Meet the Team: Marco Mariani


Per la nostra rubrica “Meet the Team” abbiamo cercato di incastrare Marco Mariani, specialista dell’Assitenza Tecnica. Ci è voluto un po’ ma…

Alla fine, ce l’avete fatta a beccarmi eh! Mi sono finto assente, malato, afono, incapace di intendere e di volere, sono scappato in officina ma niente: oggi tocca a me presentarmi.

Marco Mariani è in Schiatti dal lontano gennaio 1996... 

Giusto il tempo di veder cambiare forma e dimensioni a monitor e PC, vivere gli anni dei bricolage fatti di fotocopie e spiegazioni scritte a mano e poi inviate pazientemente via fax, veder comparire le prime fotocamere digitali, le prime email, la diffusione del CAD anche in assistenza per arrivare al giorno d’oggi, dove il concetto di distanza è stato ormai virtualmente annullato dalla tecnologia. 

Il lavoro è decisamente cambiato in 30 anni di carriera.

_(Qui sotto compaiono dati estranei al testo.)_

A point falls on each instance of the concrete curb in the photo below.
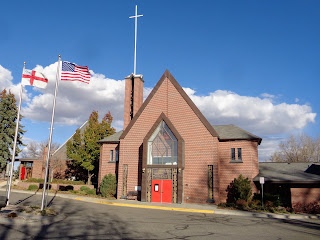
(186, 207)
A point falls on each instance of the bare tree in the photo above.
(301, 148)
(36, 149)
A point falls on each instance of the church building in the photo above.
(169, 152)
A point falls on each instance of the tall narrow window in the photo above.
(111, 155)
(239, 154)
(233, 154)
(162, 146)
(117, 155)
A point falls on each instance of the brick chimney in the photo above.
(133, 98)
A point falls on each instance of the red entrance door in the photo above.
(23, 172)
(162, 191)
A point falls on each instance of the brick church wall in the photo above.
(249, 167)
(201, 148)
(105, 164)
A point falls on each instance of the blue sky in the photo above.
(250, 63)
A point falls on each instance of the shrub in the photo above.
(242, 204)
(88, 191)
(36, 180)
(108, 187)
(84, 188)
(61, 181)
(33, 187)
(239, 189)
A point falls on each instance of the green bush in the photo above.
(61, 181)
(84, 188)
(242, 204)
(33, 187)
(88, 191)
(108, 187)
(239, 189)
(36, 180)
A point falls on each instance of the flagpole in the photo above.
(50, 136)
(15, 138)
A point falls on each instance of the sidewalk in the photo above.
(184, 207)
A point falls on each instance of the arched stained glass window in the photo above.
(162, 146)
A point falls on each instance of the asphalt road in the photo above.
(83, 220)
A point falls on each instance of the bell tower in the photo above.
(133, 98)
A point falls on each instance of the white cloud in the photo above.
(6, 83)
(267, 95)
(258, 115)
(76, 100)
(268, 146)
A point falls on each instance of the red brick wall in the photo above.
(201, 149)
(304, 195)
(249, 167)
(137, 98)
(105, 165)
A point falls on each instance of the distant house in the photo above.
(59, 167)
(169, 152)
(292, 182)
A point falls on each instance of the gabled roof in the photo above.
(168, 75)
(289, 172)
(233, 132)
(115, 138)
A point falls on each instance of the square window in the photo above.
(117, 155)
(239, 154)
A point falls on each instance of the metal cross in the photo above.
(135, 39)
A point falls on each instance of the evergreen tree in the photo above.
(84, 148)
(8, 118)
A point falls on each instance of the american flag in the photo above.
(73, 72)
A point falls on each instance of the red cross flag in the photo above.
(33, 78)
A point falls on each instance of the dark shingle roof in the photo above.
(289, 172)
(113, 138)
(233, 132)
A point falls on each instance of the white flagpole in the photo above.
(50, 136)
(15, 139)
(135, 38)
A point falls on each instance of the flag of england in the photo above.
(33, 78)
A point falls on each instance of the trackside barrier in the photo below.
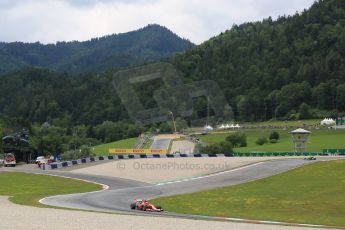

E la tua giornata oggi?

Occupandomi di Assistenza Tecnica e di ricambi la mia giornata inizia quando accendo il computer e schiaccio “invia e ricevi” nella posta. Quel che segue determina la mia giornata.
Le nostre macchine sono note per essere indistruttibili, e questo fa sì che molti clienti stiano ancora lavorando con modelli di generazioni tecnologiche precedenti. A loro va principalmente la necessità di assistenza.

Come si svolge l’assistenza al cliente?

Con le tecnologie più recenti con strumenti di assistenza da remoto ma, in alcuni casi, direttamente da telefono e, da buon italiano, gesticolo mentre mimo magari lo spostamento della lastra di vetro e lo descrivo al cliente. Lo spettacolo di solito suscita l’ilarità dei colleghi dell’officina che si godono il mio “balletto”.

Una delle più grosse difficoltà nel tuo lavoro?

A volte non c’è tregua perché l’assistenza per noi deve essere praticamente immediata e non vogliamo lasciare nessun cliente con la produzione ferma. C’è inoltre da considerare che, quando la giornata da noi è quasi finita, negli Stati Uniti è appena iniziata. Ma ci si diverte anche.

Per esempio?

Per esempio una volta ero in videochiamata con un cliente: io non vedevo la macchina ma il suo orecchio, e lui non sentiva la mia voce. “Non vedo! Non sento!” Eravamo un po’ comici. E allora capita di scrivere un messaggio, infilarlo in una busta e spedirlo, se questo vuol dire risolvere la situazione.

C’è qualcosa che cambieresti nel tuo lavoro?

Vorrei istituire il campionato di lancio del cordless. Per l’occasione ne vorrei in dotazione almeno tre o quattro. Sarebbe comunque un’attività occasionale perché fortunatamente il clima, tra uffici e officina, è ottimo e le inevitabili giornatacce si dimenticano presto. 

E arriva il tempo libero

La sirena del venerdì è il segnale per “scatenare l’inferno”: si parte in furgone, al mare o in montagna per passare due giorni nella natura. La vita è come andare in bicicletta: per mantenere l’equilibrio devi muoverti. È una frase che mi descrive bene. Per me “muovermi” significa principalmente camminare in montagna, dormire in tenda, nei rifugi, nei bivacchi o anche solo passare la notte in uno dei miei tanti “nascondigli”.
 
Infatti la mia prossima intervista spero di poterla fare da Zipolite, mentre guardiamo le balene dalla spiaggia. Ok?